Search Comment Central
Screenshot 2026 06 17 182333

Context is key – to numeracy and to our youth unemployment programme

Kate Ambrosi
June 17, 2026

As Alan Milburn works at pace to investigate the surging youth unemployment rate, which topped one million young people in the latest statistics, what could he recommend to make the education system better at preparing young people for employment?

For one, schools will have to deliver greater technical provision. The government scrapping the English Baccalaureate accountability measure should give schools the freedom to deliver technical subjects. Headteachers will also note the Schools White Paper has included STEM skills in its incoming enrichment framework. As one accountability measure closes, another one opens.

Teaching young people technical skills and increasing their understanding of relevant pathways is welcome. However, it is imperative that the education system – from early years through to university – also helps students develop less obvious but nonetheless essential skills.

Teamworking, communication, and critical thinking are all in demand by employers, while core knowledge such as literacy and numeracy provides the crucial foundations on which technical skills are built.

Yet at the same time as the youth unemployment crisis, we have a school attendance crisis: nearly a fifth of pupils were persistently absent in 2024/25 (the latest year for which data is available) and the percentage of severe absentees increased from 2023/24.

If the education system must better prepare young people for employment, how can we ensure students are in school to be prepared?

I recently appeared before the House of Lords’ vitally important Numeracy for Life Committee with Lord Baker, Baker Dearing’s Life President and a former Education Secretary.

During our evidence, I said the University Technical Colleges schools which we support and which deliver a high-quality technical education designed with local employers, are all about contextualisation.

Silverstone UTC, for example, is based at the famous racetrack, but students can take a business pathway, a digital pathway, or an engineering pathway. The students do not just study motorsport; but they are taught in the context of motorsport, so the skills they learn are applied to the running of race teams, the track, and the organisation behind it all.

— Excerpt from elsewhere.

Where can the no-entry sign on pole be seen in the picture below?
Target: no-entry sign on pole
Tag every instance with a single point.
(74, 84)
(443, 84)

Leigh UTC in Dartford, like many UTCs, works with wide range of companies. When those companies engage with students, through employer projects, work experience, lectures and so on, the employers indicate the purpose of learning and what they value. The projects they undertake with students help the young people utilise their skills as they would do at work.

If the education system must better prepare young people for employment, how can we ensure students are in school to be prepared? Quote

UTC students are constantly aware that the skills they are developing are of use and importance and they will be valued in the long run. That is not just computer-aided design or CPR skills, it is the numeracy, critical thinking, communication, etcetera that lie behind them and which students will need in day-to-day work.

This contextualisation works for some of the hardest-to-reach learners: a 2025 report by Policy Exchange, From School to the Skilled Workforce, found that disadvantaged students in UTCs achieve comparatively strong outcomes in maths relative to national averages.

Furthermore, a survey of year 9 and 10 UTC students last year found just under half agree the mix of academic, technical and practical learning is more interesting and relevant. Almost two-thirds of year 11s said their attendance had improved at the UTC.

By engaging students and helping them achieve, UTCs each year help around a fifth of their year 13 leavers to progress to apprenticeships. Last year, half these apprenticeships were higher or degree level. Just five per cent became NEET.

Contextualisation could work in any school. Crucially, it needs employer involvement so we would encourage schools and colleges to run networking events to build links with their local business community. This can then lead to the creation of employer representative boards, where companies and organisations feed into curriculum and enrichment.

T Levels, which include a minimum 315-hour industry placement for students, are challenging to deliver. But students build links with the placement employer who can offer them an apprenticeship or job, and the school or college strengthens its relationships with business. Incoming V Levels, smaller and more vocational than T Levels, could offer similar benefits.

The government could support this activity, partly through initiatives already underway such as the enrichment framework. But also by reactivating capital funding for settings that roll-out T Levels, to encourage their delivery.

Baker Dearing is supporting more schools to deliver employer-led technical education, through our Baker Award which celebrates students who engage with employers and develop technical skills. Also through our UTC Sleeve initiative, which develops a high-quality, employer-led technical education pathway within a mainstream school. One UTC Sleeve will open in Barrow-in-Furness this September and we are working with central government and local mayors to open more.

Kate Ambrosi, Comment Central contributor

Kate Ambrosi is Chief Executive Officer of the Baker Dearing Educational Trust, which works to empower young people through high-quality, employer-guided technical education, including via England’s 44 University Technical Colleges.